Product highlights of the new range include free and discounted valuation products for standard and limited company borrowers available up to 75% LTV. The range includes a 5-year fixed pay rate product at 3.59% with an ICR of 125% at the initial rate.
Free valuations are available for properties valued up to £500,000 on selected standard and limited company 2 and 5-year products, while a discounted valuation fee scale is available for property valued greater than £500,000.
Rates on 2-year products for standard and limited company borrowers start at 2.69% to 75% LTV, 3.09% to 65% LTV and 3.19% to 75% LTV for HMO/MUB borrowers.
Rates on 5-year products for standard borrowers start at 3.39% to 75% LTV, 3.49% for limited company borrowers to 75% LTV, and 3.49% for HMO/MUB borrowers.
Stepped early repayment charges (ERCs) have been introduced across the entire range.
New business submitted from 9 April will qualify for product transfers at expiry of the initial fixed rate period.
Young added: “We are obviously very pleased to be announcing this new product range today, which not only comes with some highly-competitive pricing, but a number of new criteria enhancements that we know will go down well with advisers and their clients.
“Whilst preparing for our return we took time to listen to a broad range of feedback from our intermediary partners which, coupled with this new funding arrangement, has allowed us to introduce options such as product transfers for new borrowers and a new free standard valuation option on certain products.”
Fleet has also introduced a number of enhancements, following feedback from its intermediary partners.
Portfolio lending has been increased up to £4m, with up to 75% LTV available on lending up to £2m, and 65% LTV on lending between £2m and £4m.
With HMO lending, applicants now need two years’ landlord experience.
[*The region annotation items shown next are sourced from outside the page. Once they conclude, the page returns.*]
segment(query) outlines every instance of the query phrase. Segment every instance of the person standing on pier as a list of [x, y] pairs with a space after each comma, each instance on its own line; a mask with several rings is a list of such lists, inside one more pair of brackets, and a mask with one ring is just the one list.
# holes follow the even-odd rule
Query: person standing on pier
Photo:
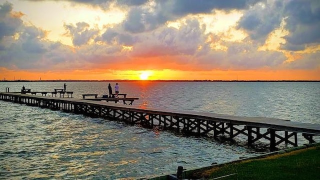
[[111, 88], [111, 84], [109, 83], [108, 86], [108, 90], [109, 90], [109, 98], [112, 98], [112, 88]]
[[114, 86], [114, 90], [116, 91], [116, 98], [118, 98], [118, 94], [119, 94], [119, 84], [118, 82], [116, 84], [116, 86]]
This was previously three years if they were a landlord of a non-HMO property.
For local authority properties outside London and South East, the minimum valuation is now £75,000, down from £100,000.
Assured shorthold tenancies are now accepted up to 36 months, rather than the previous 24 months. All tenancy agreements over 12 months in length must have the standard UK Finance break clause.
Capital-raising for inheritance tax and capital gains tax will now be considered.
Newly-converted freehold properties which have been converted into flats now qualify for loans up to 70% LTV, up from 60%.
Pay rate rental calculations for individual and limited company products now stand at 125% at the initial rate, down from 135%.
Steve Cox, distribution director of Fleet Mortgages, added: “Essentially, for Fleet Mortgages, 2019 starts here.
“What we have tried to do over the last few months is listen to all stakeholders and deliver a range which is not only highly-competitive, but fits the ‘specialist buy-to-let’ brief that many advisers are working too.
“Our new limited edition range continues to offer product options across standard, limited company and HMO/MUB areas and we have utilised our specialist knowledge and experience to change our criteria in a number of ways to help advisers provide the necessary solutions for their clients.
“We are ready and waiting to deal with advisers’ buy-to-let clients and hope this range, and its criteria hits the spot for what we believe is a sustainable and vitally important part of the mortgage market.”